Learn how to efficiently deduplicate data across multiple Excel files using proven techniques and tools that will save you time, maintain data integrity, and prevent future duplications.

In this guide, you will learn how to remove duplicate records across multiple lists that have different structure:

How to import your different Excel files
How to match duplicate records across multiple lists
How to automatically remove duplicates

Step 1: Import the files to dedupe on Datablist

Make sure you have at least one unique identifier in your files.

Note: Datablist Duplicates Finder can work with any number of Excel/CSV files. They can have different structure. They just need a matching identifier on each listing file.

I chose the LinkedIn URL of my prospects as unique identifier.

A unique identifier doesn't have to be completely unique — it can also be a company name or a first name, as long as you categorize it as your unique identifier.

Step 2: Find Duplicate Records Across your lists

Then, click on “Clean” and select the “Duplicates finder”.

Selecting the “Deduplicates Finder” in Datablist

Note: You can start from your file of choice. The process and results will be the same.

Set everything up to deduplicate across your CSV files.

Click on "Selected Properties and Multi Collections" and
Click on "Check Duplicate Items Across Several Collections"
Select the collections you want to deduplicate across — you can select two files or more with no limit.

How to select one or multiple collections to deduplicate across

Choose the property you want to use for your deduplication.

A similar property must exists on each of your files. For each property to use for the deduping, you have to select a matching property on each collection.

For my example, I'll remove all the prospects in "File A" from "File B" based on the LinkedIn URL.

You can select multiple properties for the duplicate matching. In this case, records would need to have matching values for all properties. If you want to find duplicates on a property OR another, perform the process twice. One for each property.

Select the comparison mechanisms you want to work with.

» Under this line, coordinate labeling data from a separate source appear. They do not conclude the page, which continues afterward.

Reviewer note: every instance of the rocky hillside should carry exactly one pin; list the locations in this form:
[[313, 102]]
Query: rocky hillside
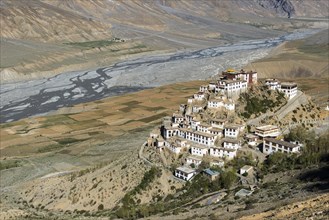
[[40, 21], [35, 34], [56, 20]]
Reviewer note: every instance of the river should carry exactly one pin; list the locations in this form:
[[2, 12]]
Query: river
[[41, 96]]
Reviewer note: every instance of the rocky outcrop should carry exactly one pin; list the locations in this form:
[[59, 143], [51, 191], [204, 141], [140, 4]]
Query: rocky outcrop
[[281, 7]]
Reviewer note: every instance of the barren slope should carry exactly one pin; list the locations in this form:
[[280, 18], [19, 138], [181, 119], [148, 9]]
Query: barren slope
[[144, 25]]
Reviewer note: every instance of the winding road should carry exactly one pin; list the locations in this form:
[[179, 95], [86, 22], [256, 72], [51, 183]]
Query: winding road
[[37, 97]]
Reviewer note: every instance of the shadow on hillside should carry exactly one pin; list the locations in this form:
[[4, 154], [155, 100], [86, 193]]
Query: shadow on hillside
[[318, 179]]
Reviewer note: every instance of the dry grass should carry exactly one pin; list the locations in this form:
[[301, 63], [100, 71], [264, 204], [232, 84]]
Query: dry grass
[[98, 120]]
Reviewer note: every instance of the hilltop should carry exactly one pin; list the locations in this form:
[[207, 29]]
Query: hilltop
[[58, 36]]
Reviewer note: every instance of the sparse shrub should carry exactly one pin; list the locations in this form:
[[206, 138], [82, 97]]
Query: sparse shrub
[[100, 207]]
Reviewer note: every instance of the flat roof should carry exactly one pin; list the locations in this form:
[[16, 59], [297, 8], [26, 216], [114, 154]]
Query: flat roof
[[204, 134], [272, 80], [243, 192], [185, 169], [267, 127], [219, 120], [283, 143], [204, 124], [235, 126], [251, 136], [288, 84], [224, 149], [230, 140], [193, 144], [215, 129], [194, 157], [211, 172], [246, 167]]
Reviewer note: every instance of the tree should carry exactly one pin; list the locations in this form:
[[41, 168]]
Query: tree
[[227, 179]]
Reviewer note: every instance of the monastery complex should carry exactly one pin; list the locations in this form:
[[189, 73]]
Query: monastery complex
[[206, 126]]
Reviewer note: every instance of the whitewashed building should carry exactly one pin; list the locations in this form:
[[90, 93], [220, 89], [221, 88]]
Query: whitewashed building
[[231, 88], [199, 150], [289, 89], [178, 118], [251, 139], [203, 88], [231, 143], [218, 123], [218, 102], [246, 169], [271, 145], [232, 130], [200, 96], [267, 131], [222, 152], [193, 160], [273, 84]]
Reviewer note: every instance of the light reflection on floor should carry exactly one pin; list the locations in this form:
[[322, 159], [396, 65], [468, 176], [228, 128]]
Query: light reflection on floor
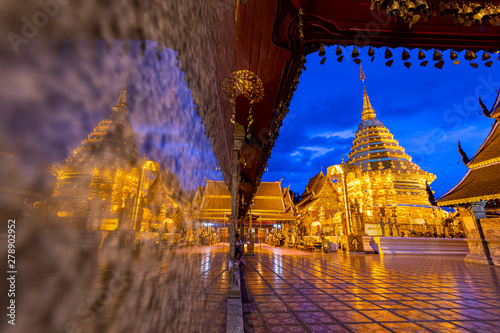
[[292, 292]]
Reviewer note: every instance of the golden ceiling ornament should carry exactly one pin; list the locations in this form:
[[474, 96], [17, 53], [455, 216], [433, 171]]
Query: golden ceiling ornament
[[249, 84]]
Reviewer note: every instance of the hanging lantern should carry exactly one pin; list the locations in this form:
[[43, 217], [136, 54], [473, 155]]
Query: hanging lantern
[[405, 55], [388, 53], [437, 55], [355, 52], [321, 51], [421, 55]]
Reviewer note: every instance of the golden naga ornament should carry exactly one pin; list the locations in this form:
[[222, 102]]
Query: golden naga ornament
[[249, 84]]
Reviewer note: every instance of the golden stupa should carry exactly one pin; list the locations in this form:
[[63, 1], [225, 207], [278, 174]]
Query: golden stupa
[[382, 184]]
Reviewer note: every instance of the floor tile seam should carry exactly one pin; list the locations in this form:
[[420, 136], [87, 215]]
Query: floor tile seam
[[347, 291], [294, 313], [286, 305], [330, 295]]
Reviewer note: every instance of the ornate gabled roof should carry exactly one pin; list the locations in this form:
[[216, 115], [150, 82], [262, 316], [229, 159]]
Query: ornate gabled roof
[[482, 181], [489, 152], [113, 138], [268, 201], [312, 185]]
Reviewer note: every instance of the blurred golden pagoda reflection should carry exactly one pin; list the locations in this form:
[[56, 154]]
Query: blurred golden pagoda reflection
[[105, 186]]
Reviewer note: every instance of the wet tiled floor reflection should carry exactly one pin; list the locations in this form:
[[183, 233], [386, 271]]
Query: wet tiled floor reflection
[[292, 291]]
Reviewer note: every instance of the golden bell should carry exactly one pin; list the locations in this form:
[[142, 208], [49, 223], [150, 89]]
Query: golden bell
[[355, 52], [421, 55], [394, 9], [439, 64], [467, 11], [487, 14], [410, 6], [476, 7], [444, 9], [478, 18], [405, 55], [454, 9], [420, 5], [453, 55], [469, 55], [437, 55], [386, 3], [321, 52], [408, 17]]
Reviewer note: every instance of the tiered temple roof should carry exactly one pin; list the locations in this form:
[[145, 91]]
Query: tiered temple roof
[[270, 202], [482, 180]]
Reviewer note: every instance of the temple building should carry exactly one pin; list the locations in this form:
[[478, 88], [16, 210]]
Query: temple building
[[477, 195], [385, 193], [106, 185], [272, 207], [319, 207]]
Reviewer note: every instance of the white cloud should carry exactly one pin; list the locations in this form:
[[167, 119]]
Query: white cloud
[[317, 151], [345, 134]]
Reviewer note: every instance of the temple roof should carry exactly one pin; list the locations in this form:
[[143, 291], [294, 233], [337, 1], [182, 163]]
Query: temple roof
[[269, 201], [489, 150], [481, 182]]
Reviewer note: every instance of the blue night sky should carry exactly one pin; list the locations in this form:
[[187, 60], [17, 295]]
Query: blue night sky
[[426, 109]]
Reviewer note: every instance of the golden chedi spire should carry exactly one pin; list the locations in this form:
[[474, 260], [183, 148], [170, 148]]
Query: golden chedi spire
[[367, 112]]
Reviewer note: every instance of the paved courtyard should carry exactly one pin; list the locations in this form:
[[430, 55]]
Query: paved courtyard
[[292, 291]]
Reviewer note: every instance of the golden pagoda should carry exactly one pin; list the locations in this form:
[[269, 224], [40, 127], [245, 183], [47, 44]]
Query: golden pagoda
[[319, 206], [105, 184], [382, 184]]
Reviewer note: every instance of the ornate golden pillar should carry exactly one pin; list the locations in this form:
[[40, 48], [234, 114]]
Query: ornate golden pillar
[[239, 138]]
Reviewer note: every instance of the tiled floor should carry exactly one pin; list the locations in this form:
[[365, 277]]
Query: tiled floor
[[292, 292]]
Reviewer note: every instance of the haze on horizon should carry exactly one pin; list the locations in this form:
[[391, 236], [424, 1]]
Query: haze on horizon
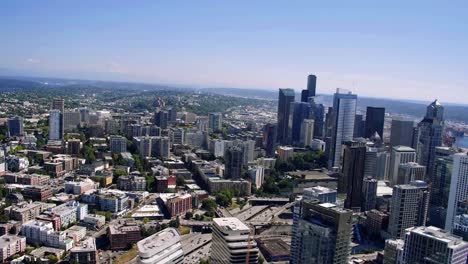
[[400, 49]]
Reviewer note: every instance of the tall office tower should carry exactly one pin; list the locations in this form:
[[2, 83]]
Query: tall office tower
[[371, 162], [15, 126], [71, 120], [307, 132], [55, 125], [162, 247], [232, 242], [354, 156], [441, 186], [172, 114], [382, 167], [286, 97], [298, 112], [359, 126], [311, 88], [399, 155], [369, 194], [409, 172], [321, 233], [161, 118], [408, 207], [429, 135], [59, 104], [344, 112], [402, 133], [234, 160], [375, 118], [117, 144], [458, 187], [215, 121], [318, 114], [433, 245], [269, 139]]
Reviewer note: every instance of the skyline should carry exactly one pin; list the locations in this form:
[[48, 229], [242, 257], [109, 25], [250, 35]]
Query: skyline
[[397, 51]]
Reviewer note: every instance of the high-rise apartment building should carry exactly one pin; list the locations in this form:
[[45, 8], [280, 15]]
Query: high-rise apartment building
[[354, 155], [285, 98], [429, 135], [344, 111], [399, 155], [321, 233], [15, 126], [402, 133], [232, 242], [55, 125], [375, 118], [458, 187], [162, 247], [117, 144], [215, 121], [433, 245], [408, 208]]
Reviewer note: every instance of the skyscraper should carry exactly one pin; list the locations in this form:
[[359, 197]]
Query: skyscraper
[[408, 207], [354, 155], [298, 112], [215, 121], [311, 88], [402, 133], [269, 139], [285, 98], [15, 126], [232, 242], [55, 125], [321, 233], [433, 245], [458, 187], [234, 159], [440, 181], [399, 155], [344, 112], [429, 135], [307, 132], [375, 118]]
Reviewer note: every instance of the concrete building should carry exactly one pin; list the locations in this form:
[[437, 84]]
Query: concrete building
[[433, 245], [11, 245], [458, 187], [344, 111], [232, 241], [408, 208], [321, 233], [399, 155], [117, 144], [285, 153], [409, 172], [402, 133], [323, 194], [162, 247], [122, 234], [215, 121], [85, 252]]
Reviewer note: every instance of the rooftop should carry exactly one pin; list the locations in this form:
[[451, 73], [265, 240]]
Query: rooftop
[[230, 223]]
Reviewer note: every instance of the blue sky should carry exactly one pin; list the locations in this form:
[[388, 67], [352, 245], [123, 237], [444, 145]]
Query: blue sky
[[394, 49]]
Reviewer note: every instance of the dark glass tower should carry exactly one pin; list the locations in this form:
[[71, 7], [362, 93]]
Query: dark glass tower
[[285, 98], [375, 117]]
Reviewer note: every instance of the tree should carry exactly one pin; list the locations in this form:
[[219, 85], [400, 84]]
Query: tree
[[188, 215]]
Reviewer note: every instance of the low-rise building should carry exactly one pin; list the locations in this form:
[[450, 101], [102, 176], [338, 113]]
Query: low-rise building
[[123, 233], [162, 247], [11, 245], [85, 252]]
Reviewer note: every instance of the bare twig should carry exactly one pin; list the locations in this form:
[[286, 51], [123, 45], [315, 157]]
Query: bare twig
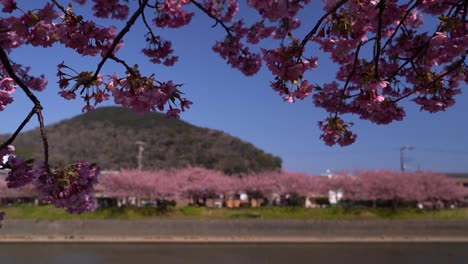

For IDs (CRM Ids, Internal Ids), I always use "Exact". For text-based properties such as URLs, Emails, etc. I go with the "Smart" algorithm for maximum accuracy when deduplicating multiple files.

If you have Names that might have typos or slight variations, use one of the distance algorithms (Levenshtein Distance or Jaro-Winkler Distance).

Click on “Run duplicates check” once you’ve chosen the one that suits your deduplication needs best.

Step3: Choose the cleaning operations for duplicates

Set up cleaning rule by choosing between:

Removing duplicate items from collection X
Keeping duplicate items only in collection X (this option is only available when deduplicating across 3 or more collections)

Click on "Process duplicate items" to continue.

My cleaned file now contains only new prospects with no duplicates.

Important - When deduping across several lists, the algorithm doesn't remove duplicates inside a single file. If duplicate records exist within a file, start by running the deduplication process on each file first.

Use cases for this workflow

Avoiding contacting the same prospect twice.
Prevent contacting multiple people from the same company.
Consolidate customer data from various departments or branches.
Clean and merge multiple contact lists from different sales campaigns.
Consolidate customer feedback or survey responses from multiple sources.